À 83 ans, Michel Fugain porte encore sur scène une énergie qui force le respect. Mais derrière les refrains entraînants et les sourires, se cache une vie émaillée de drames, de combats et de résilience.
Pour Paris Match, le chanteur s’est livré avec franchise sur les cicatrices invisibles d’une vie de saltimbanque. Michel Fugain n’a jamais renié ses origines. Il est né d’un acte de résistance, littéralement. Son père, militant communiste durant le régime de Vichy, fut emprisonné au Fort Barraux en Isère. C’est là, lors d’un droit de visite exceptionnel, que Michel a été conçu. « J’ai été élevé dans cette culture. On reste vigilant », explique-t-il avec fierté, précisant avoir choisi de vivre en Corse pour son esprit de résistance. Ces racines militantes ont forgé son regard sur le monde et influencé l’homme comme l’artiste.
Une ascension artistique loin des sentiers balisés
Dans les années 70, Fugain bouleverse la scène musicale française avec la création du « Big Bazar », un collectif musical festif et coloré. Pourtant, les débuts sont chaotiques, marqués par l’incertitude et le manque de ressources : « Je n’avais rien. Je vivais dans un moulin… et ça coûte des sous », se remémore-t-il. Redoutant de se retrouver à la rue avec ses enfants, il persévère. Ce n’est pas un plan de carrière mais la nécessité qui le pousse à continuer.

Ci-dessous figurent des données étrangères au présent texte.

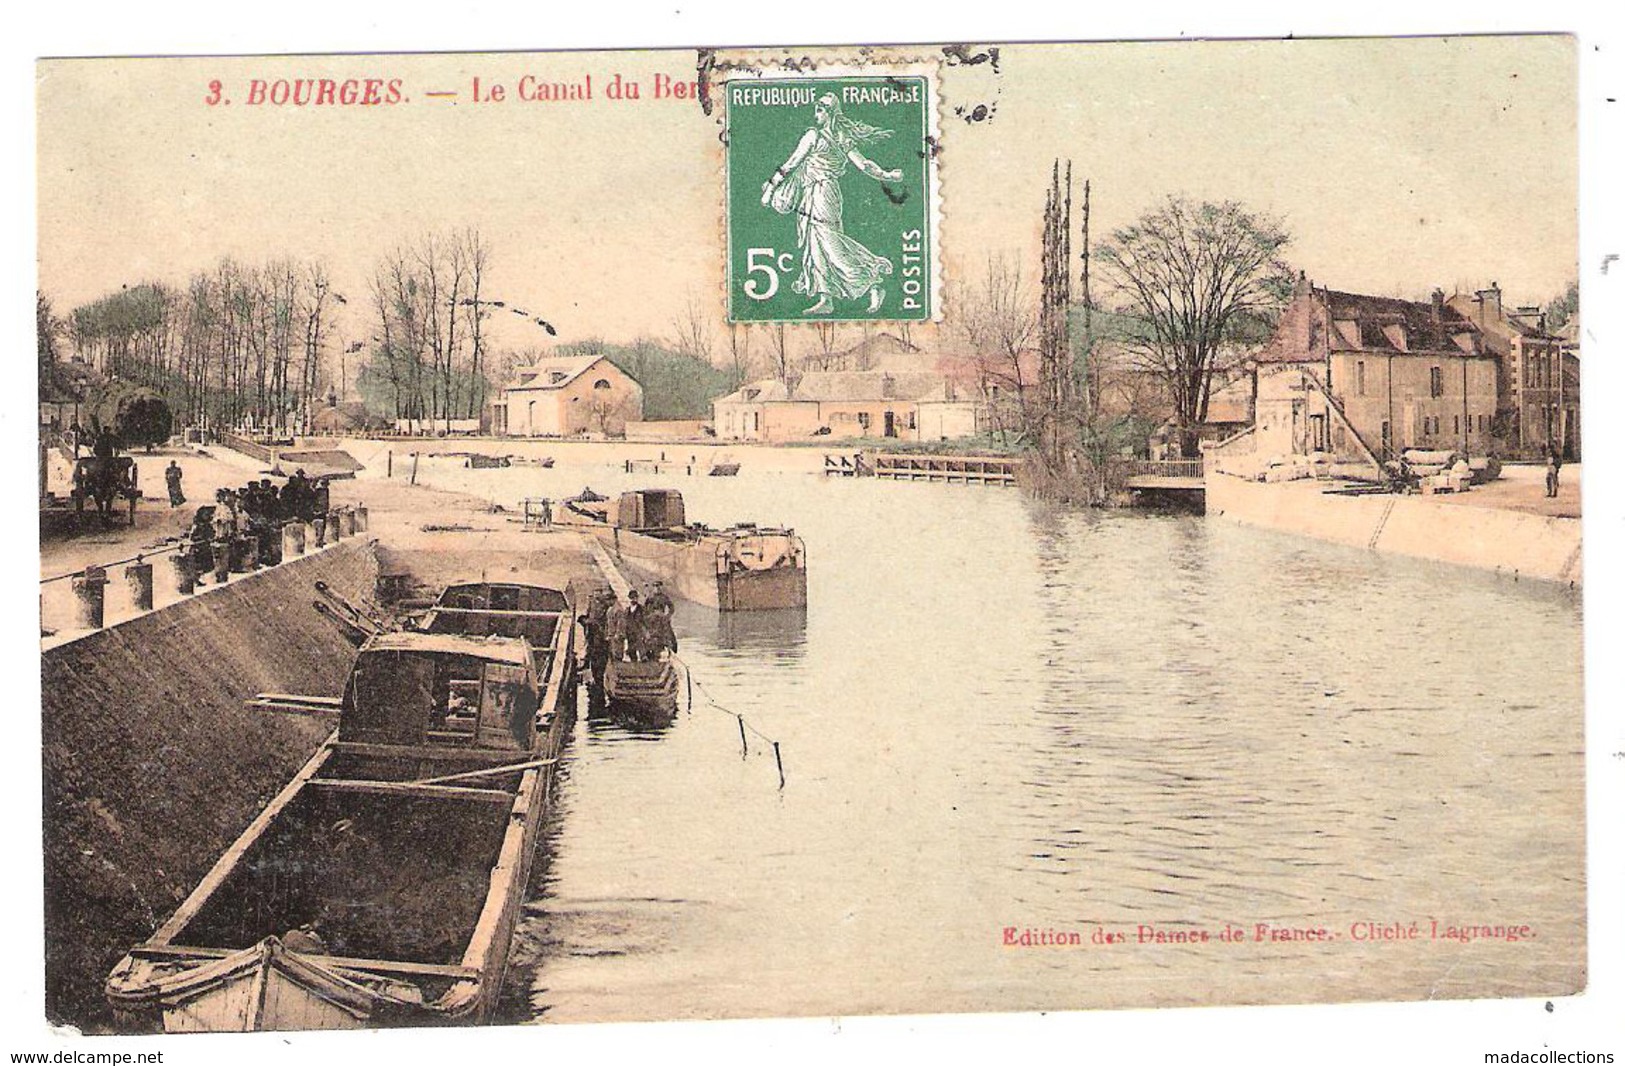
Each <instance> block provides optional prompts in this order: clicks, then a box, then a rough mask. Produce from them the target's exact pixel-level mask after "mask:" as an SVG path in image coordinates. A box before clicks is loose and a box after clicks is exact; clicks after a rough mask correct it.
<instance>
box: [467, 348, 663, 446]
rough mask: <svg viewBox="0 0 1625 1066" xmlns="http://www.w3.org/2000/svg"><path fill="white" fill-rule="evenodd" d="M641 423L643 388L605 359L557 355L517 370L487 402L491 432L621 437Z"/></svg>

Des galas discrets aux feux de la rampe
Le destin finit par s’inviter sous la forme d’un certain Nicolas, qui lui propose de chanter lors de soirées privées. C’est ainsi que débute une période inattendue et florissante : les mariages juifs de Paris deviennent son nouveau terrain de jeu. « Tu en fais un, et ensuite on te recommande », raconte-t-il. Cette chaîne de bouche-à-oreille va redonner un souffle à sa carrière, loin du star-système, mais riche en humanité et en reconnaissance.
Une image dévalorisée, mais assumée
Malgré le succès retrouvé, Michel Fugain reste confronté au mépris de certains de ses pairs. Il évoque sans détour les critiques venant de chanteurs plus “installés” qui dénigraient ses prestations : « Ils disaient : ‘Il a fait ça ? C’est pas prestigieux' ». Mais l’artiste s’en amuse et revendique haut et fort son statut de saltimbanque. « J’ai jamais été aussi riche de ma vie », affirme-t-il, prouvant que la passion peut mener plus loin que la prétention.
La pique de Johnny et la blessure d’ego
Loin des projecteurs, Fugain a aussi connu le silence médiatique. Une période qu’un certain Johnny Hallyday va brutalement résumer d’une phrase : « Fugain, il est mort ». Une déclaration qui pique. Fugain réplique avec panache : « Je serai mort quand j’aurai plus d’oreilles ni de mains ». Une réplique qui sonne comme un credo pour ce battant, déterminé à ne jamais se laisser enterrer vivant par la critique.
Une douleur intime qui ne s’efface pas
Mais le plus grand coup porté à sa vie ne viendra pas des studios ou des critiques. C’est dans l’intimité que Michel Fugain va affronter l’épreuve la plus cruelle : la mort de sa fille Laurette, emportée par une leucémie à l’âge de 22 ans. Un drame insurmontable pour n’importe quel parent. Pourtant, il s’accroche à la scène comme à une bouée : « Ce métier m’a sauvé la vie », confie-t-il. Le célèbre adage « The show must go on » résonne désormais en lui comme une philosophie de survie.